Vorschlag-Hammer Von der Rolle

Wenn auf der Toilettenpapierpackung "Mit zuckersüßem Zuckerwatteduft" steht, ist dies ein unbedingt ernst zu nehmender Warnhinweis

Von Christian Jooß-Bernau

Konversationsthema Klopapier: Da der Betreiber meines Supermarktes gewechselt hat, war die gewohnte Toilettenpapierhausmarke nicht mehr vorrätig. Ich griff zu Neuem und stellte zu Hause fest, dass der Warnhinweis "Mit zuckersüßem Zuckerwatteduft" ernst zu nehmen war. Auf unserer Toilette riecht es jetzt wie auf dem Rummelplatz. Was mich derzeit unschön an mein problematisches Verhältnis zur Wiesn erinnert, in deren gruppendynamischem Sog ich mich immer fremd fühlte. Würde ich mich überwinden können, ich würde auf die Oide Wiesn gehen und dort am Freitag ins Herzkasperlzelt, wo die Express Brass Band spielt, eine Blaskapelle, die eine multikulturelle Stadt wie München schmückt. Trance statt Schunkelei. Auch daheim aber kann man zu ihrem Album "Pluto Kein Planet" ganz wunderbar Bier trinken.
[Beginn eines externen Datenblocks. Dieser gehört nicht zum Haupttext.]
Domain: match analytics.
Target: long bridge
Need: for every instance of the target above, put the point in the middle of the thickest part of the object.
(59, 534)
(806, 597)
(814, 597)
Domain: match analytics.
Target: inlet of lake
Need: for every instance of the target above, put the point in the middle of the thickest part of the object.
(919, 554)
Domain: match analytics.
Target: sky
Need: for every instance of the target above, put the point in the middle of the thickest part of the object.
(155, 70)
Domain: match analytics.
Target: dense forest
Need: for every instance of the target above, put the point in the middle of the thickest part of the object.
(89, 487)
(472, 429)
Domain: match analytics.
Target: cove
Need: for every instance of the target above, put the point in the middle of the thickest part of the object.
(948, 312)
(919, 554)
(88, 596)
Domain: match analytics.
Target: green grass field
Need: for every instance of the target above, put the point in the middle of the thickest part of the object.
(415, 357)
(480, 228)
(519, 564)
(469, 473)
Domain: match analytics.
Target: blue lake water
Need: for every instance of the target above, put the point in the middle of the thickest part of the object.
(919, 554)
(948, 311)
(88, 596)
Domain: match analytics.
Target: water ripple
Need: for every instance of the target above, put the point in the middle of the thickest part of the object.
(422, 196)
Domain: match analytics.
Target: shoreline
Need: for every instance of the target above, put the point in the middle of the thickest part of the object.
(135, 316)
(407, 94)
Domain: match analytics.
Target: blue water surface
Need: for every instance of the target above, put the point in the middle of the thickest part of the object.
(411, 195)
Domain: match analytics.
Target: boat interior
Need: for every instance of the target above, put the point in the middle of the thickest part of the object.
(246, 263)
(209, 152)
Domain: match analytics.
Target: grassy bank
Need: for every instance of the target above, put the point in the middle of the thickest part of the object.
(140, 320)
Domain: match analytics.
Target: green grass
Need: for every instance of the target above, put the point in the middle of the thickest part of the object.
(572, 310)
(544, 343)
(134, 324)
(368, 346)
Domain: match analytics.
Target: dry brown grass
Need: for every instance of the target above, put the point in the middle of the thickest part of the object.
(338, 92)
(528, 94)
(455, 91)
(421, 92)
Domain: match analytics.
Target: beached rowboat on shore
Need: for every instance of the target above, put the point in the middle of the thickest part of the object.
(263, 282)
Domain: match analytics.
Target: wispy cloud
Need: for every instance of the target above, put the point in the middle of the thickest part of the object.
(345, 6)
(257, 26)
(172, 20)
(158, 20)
Auf dem Zuckerwatte-Klopapier springen Einhörner mit rosa Mähnen unter oder über einem Regenbogen. Sterne rieseln. Der Sinnspruch "Believe in your dreams" rundet die Komposition ab. Hat die Marketingabteilung dieses Produktes ernsthaft vierjährige Mädchen mit Englischkenntnissen als zielrelevante Käufergruppe ausgemacht? Die einzige Lösung: Diese Produkt ist Camp, also ein Produkt jener Kunstform, die zwischen Pop und Pomp, Ernst und Unernst immer noch eine Ebene fand, auf der die Dinge ohne Vorurteil und mit einem liebevoll ironischen Zug in den Mundwinkeln betrachtet werden durften. Gerade die Kombination von Camp und schwuler Kultur steht auch heute noch in wunderbarem Gegensatz zu reaktionären Strömungen, in denen die Feiglinge mitschwimmen, denen Freiheit Angst macht. Aus genau diesem Grund mag ich Klaus Nomi, Boy George, Marc Almond, Rufus Wainwright und Antony, der mittlerweile Anohni heißt. Und ich mag Conchita Wurst (2. Oktober, Circus Krone) und den Song "Out of Body Experience" von ihrem letzten Album, der Operette und arabische Klänge zu einer Art Neo-Psychedelic-Pop zusammenbringt. Es gibt Stellen, an denen das Album mit Disco-Pop-Füllmaterial aus der Massenproduktion ordentlich durchhängt, aber die Idee, die Dame mit Bart für die Popmusik wiederzuentdecken, ist nach Jahren noch gut: Da holt sich diese voyeuristisch ausgenutzte Figur aus dem Abnormitätenkabinett singend ihre Würde zurück.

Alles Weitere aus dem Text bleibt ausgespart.